S: Use the S in the SELF sequencing model to work on a sequence that is truly symmetrical. Start on the tighter side first, linger in the pose longer, and get clear about where you are lacking symmetry and what poses will work you towards balance.


A foundational yoga sequence ties together key elements of bodily movements and targets all of the range of motion in your physical body. Your hips can only move in so many directions, but it’s imperative that they do in fact move in all directions.

Imagine a yoga sequence where you do all forward folding and never any back bending. Imagine a yoga sequence where it's all just seated postures. Now imagine a sequence where you move your body in all directions and mobilities—total bliss.

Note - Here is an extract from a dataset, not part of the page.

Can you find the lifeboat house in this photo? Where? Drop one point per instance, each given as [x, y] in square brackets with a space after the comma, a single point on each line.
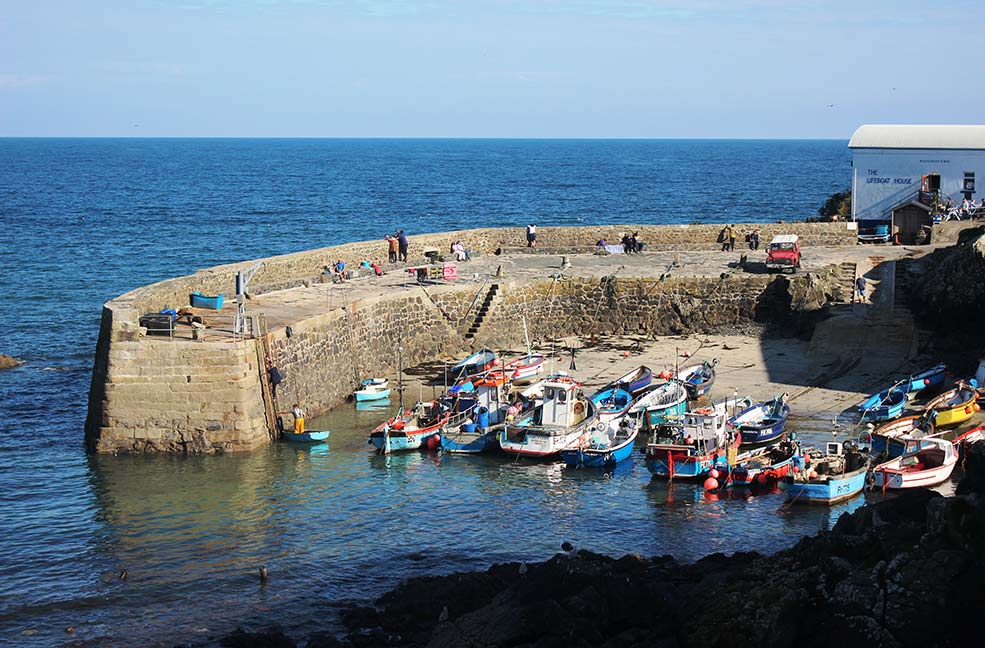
[905, 178]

E: Get clear on the ROM of the body and then begin to focus in on the postures that line up with these fundamental movements. Sequencing in this way is both intelligent and highly transformative. Also, spend time examining the yoga posture families (backbends, inversions, forward folds) and the poses that fall into these categories and what the key ROM is. Your most frequented sequence should target all ROMs and hit all of the posture families.


A great yoga sequence can be distilled down to its most fundamental components so that it’s highly effective yet not lengthy. Some yogis want hours on the mat each day, but sometimes we need a yoga practice that is highly targeted for what we need, and within the restrictions that arise from living abundant lives.

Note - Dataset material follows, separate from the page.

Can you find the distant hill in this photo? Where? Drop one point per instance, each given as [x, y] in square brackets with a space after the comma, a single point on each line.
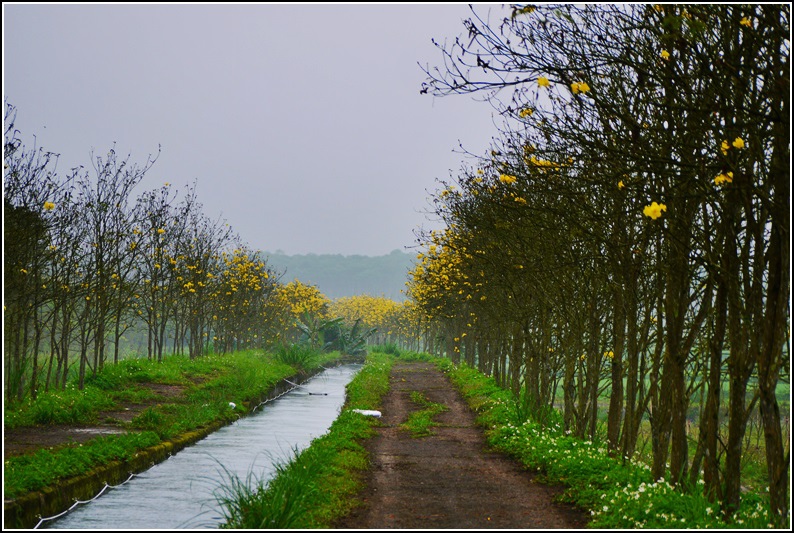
[339, 275]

Know how and when to layer on additional postures and cut back where it's appropriate to get a more refined breakout sequence. This will give you freedom when you need it, while still reaping the benefits of a yoga practice.

L: As you combine symmetry and elements, the layer component of your practice will naturally unfold. Begin to look at your practice as a larger, longer sequence with multiple layers that you can peel back on days where energy or time is waning. Think of breakout sequences or layers of your practice as the fast food (or more accurately, the Whole Foods hot bar) version of your yoga practice—it’s great to have the option, but you don’t want your diet or practice to sustain solely off of this component.


An ideal sequence works towards symmetry and contains all of the essential elements of the practice. Occasionally, a practice needs to be distilled (see Layers) or deconstructed a bit to focus on a certain characteristic, quality, or anatomical region.

As you highlight parts of your body that need symmetry work, you may organically find that certain body parts need extra focus so you can work through injury or chronic over/underuse.

You may also occasionally gravitate towards a sequence that feels more restorative in nature, or one that aides you in sleeping. Although Focus sequences aren’t the lifeblood of your practice, they can be essential in breaking through barriers in the body and mind, and can keep your practice fresh.

F: Make notes of the parts of your practice that warrant extra attention. As you practice, tap into the parts of your practice that uplift you and leave you feeling depleted. Check in with your physicality to notice the parts of your body that can use some extra focus and commit to developing this time through a Focus.

Hopefully this S.E.L.F. sequencing helps out all of you who are just getting into a regular home practice. How do YOU sequence your poses when you practice at home?